Which had effectively blocked the entire coast for 100 miles north. For six weeks! So it meant that we couldn't day sail along the coast, we had to plan a route out to sea around the civilian exclusion zone, which meant a serious overnighter and "real" weather further out to sea.
On the first chance we had to get nice weather though, we decided that Great Keppel Island was too nice to ignore and so, just an hour out from the Marina we were in a tropical paradise. Crystal clear water, a firm, protected anchorage off a pristine beach, the great company of other cruisers, and at last, what we set out to find on this journey!
Once the wind did pick up, however, we started to feel a bit trapped, knowing that unpleasant conditions meant the islands, and our journey northwards, weren't an option. But it was good varnishing weather, I did an oil change, and on one day we even caught the bus into Rockhampton, which is a surprisingly beautiful tropical city.
We made one "false start" to head north, in company with Geelong's Grant and Marian St. Quentin on their yacht "Sapphire Of London" but soon scampered back into the marina. A wet, uncomfortable passage to the islands in preparation for the journey was just a taste of the night ahead. Which convinced us to bide our time for another day or two. The St. Quentins, being hardier sailors than ourselves, continued the journey alone..... I feel a bit guilty for abandoning them, but we'll have a more comfortable passage north!

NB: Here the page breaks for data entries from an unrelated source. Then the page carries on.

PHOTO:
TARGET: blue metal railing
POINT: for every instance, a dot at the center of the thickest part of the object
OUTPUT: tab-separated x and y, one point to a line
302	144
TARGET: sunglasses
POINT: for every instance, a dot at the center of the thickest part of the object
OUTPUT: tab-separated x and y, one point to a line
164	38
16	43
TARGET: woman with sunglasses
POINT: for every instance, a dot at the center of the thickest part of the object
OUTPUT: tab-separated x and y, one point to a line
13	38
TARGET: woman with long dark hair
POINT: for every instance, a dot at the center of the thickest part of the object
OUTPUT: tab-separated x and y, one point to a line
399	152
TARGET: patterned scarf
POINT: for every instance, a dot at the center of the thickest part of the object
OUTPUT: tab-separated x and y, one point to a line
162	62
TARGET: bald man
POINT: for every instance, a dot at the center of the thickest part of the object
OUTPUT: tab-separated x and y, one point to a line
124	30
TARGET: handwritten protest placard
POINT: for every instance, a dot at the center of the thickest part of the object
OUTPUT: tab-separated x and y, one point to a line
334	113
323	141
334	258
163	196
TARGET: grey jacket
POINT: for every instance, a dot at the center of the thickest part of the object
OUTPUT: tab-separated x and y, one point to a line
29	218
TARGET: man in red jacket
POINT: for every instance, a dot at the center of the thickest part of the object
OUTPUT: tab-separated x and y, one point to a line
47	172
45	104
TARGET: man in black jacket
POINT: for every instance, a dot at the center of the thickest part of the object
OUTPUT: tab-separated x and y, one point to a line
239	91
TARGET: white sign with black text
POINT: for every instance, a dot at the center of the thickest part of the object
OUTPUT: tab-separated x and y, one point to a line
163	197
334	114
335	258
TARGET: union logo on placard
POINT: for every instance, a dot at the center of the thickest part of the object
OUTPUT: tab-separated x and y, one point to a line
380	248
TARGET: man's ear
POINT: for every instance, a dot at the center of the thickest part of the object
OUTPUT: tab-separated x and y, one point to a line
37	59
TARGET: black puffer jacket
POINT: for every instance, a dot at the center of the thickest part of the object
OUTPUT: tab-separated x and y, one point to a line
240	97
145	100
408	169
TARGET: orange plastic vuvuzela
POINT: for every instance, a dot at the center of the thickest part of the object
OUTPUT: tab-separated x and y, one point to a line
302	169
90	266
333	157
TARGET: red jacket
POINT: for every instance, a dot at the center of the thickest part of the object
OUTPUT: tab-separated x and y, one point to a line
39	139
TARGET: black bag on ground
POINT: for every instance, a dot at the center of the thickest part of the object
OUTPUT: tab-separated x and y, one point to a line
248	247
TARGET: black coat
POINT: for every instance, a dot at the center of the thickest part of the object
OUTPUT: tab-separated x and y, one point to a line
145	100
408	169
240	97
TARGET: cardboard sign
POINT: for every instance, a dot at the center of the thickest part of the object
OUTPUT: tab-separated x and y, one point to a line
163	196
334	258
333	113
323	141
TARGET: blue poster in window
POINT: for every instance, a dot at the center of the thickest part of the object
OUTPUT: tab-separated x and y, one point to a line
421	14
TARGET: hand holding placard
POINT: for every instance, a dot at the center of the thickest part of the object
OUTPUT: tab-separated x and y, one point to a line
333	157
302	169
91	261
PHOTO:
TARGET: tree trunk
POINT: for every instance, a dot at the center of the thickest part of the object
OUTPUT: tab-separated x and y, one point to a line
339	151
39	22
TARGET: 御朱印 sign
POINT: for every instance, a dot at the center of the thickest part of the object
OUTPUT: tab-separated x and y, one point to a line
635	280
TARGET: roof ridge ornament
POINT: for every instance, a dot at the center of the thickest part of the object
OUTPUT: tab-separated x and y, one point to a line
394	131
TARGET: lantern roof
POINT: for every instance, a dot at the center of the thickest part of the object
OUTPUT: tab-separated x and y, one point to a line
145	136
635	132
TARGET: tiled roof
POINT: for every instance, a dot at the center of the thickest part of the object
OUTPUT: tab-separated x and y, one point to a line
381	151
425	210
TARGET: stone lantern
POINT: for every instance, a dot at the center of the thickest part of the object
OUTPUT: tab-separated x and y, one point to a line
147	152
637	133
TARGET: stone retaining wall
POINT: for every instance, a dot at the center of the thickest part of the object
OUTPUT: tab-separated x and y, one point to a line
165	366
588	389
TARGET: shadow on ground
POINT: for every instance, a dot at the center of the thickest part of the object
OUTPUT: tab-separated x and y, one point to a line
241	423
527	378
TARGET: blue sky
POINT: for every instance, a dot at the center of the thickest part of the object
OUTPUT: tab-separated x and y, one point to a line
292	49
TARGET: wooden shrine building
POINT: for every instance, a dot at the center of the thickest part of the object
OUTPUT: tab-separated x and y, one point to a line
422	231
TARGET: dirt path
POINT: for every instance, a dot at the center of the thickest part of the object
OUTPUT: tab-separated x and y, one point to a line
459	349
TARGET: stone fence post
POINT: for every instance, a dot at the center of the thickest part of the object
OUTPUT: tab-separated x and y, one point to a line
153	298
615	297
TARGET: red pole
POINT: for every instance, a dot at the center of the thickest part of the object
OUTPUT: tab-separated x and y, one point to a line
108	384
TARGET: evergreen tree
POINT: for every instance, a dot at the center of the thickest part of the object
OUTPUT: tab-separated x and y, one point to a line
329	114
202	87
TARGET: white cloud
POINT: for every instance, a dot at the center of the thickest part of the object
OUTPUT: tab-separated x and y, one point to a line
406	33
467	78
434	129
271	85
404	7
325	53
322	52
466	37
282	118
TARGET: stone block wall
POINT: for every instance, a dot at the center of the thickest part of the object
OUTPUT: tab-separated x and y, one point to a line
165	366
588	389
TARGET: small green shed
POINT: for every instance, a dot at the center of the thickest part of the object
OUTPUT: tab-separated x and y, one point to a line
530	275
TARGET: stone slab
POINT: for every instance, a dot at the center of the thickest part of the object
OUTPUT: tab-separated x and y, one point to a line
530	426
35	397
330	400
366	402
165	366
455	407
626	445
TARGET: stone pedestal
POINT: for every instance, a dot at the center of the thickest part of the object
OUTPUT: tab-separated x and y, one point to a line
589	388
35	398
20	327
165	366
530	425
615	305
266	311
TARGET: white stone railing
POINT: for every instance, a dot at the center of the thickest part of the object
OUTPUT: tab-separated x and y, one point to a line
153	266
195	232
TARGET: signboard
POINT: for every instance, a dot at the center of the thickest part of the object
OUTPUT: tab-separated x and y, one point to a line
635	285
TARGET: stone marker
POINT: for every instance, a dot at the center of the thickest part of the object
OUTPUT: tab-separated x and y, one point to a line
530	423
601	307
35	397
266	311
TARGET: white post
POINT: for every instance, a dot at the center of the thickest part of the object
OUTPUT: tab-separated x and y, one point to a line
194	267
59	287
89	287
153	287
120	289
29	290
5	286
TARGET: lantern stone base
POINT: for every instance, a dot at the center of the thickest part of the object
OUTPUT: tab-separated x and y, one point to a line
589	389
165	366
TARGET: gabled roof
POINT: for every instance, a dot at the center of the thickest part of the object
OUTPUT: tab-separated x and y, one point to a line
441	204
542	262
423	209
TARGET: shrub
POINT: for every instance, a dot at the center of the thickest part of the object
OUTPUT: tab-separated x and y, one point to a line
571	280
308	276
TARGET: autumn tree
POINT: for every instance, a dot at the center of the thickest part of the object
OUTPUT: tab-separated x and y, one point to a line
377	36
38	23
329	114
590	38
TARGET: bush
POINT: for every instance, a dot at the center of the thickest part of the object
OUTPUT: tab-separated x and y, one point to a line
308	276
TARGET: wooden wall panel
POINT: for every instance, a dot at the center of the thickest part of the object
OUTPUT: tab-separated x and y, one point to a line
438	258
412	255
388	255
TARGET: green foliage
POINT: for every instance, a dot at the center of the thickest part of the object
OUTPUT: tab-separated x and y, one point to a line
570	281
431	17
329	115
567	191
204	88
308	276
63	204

I'm updating the blog today, knowing that we'll be out to sea tomorrow, bound for, hopefully, the Percy Isles or one of the smaller islands just south of them for an anchorage with a few days of nice weather . That will see us past the warships at play, within easy striking distance of the port of Mackay, and well amongst the tropical islands to the south of the Whitsunday Group. Coral reef country!